Real-Estate Listings Web Scraper (Goutte)
Overview
A focused web scraper that crawls the Romanian real-estate portal imobiliare.ro to extract estate-agency phone numbers across the country. Built with Goutte, it walks every county’s apartment-sales listings and harvests contact numbers into per-city text files.
Why It Exists
The goal (per the composer description, “numerele agentiilor imobiliare”) was to compile a dataset of real-estate agency phone numbers nationwide, a lead-generation / data-mining task that would be impractical to do by hand across dozens of cities.
What We Built
A single run.php driver using Goutte’s Client to iterate a hard-coded list of ~25 Romanian counties (Bucureşti, Timişoara, Braşov, Cluj, Iaşi, and more). For each county it requests paginated agency listings (?agentii=1&pagina=N), filters listing nodes via CSS selectors, applies a phone-number regex to the text, de-duplicates results, and streams them to a per-city output file (bucuresti.txt, cluj-napoca.txt, etc.).
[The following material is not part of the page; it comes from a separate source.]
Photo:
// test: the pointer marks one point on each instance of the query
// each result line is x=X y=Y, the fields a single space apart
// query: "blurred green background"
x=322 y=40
The committed .txt files are the captured datasets.
Technologies & Approach
Goutte (Symfony’s DomCrawler + BrowserKit + Guzzle) for HTTP and HTML parsing, with a pagination loop that continues until a page returns no listing nodes, and regex extraction with in-memory de-duplication. Timezone pinned to Europe/Bucharest. Deliberately minimal, a single-purpose automation script.
Outcome / Impact
Produced concrete datasets: 25+ city-level text files of extracted agency phone numbers, proving an end-to-end scrape-paginate-extract-dedupe-export pipeline. A practical demonstration of automation and data-extraction skills.
Capabilities Demonstrated
- Web scraping and HTML parsing with Goutte
- Robust pagination crawling with terminal-condition handling
- Regex-based data extraction and de-duplication
- Producing structured datasets from unstructured web pages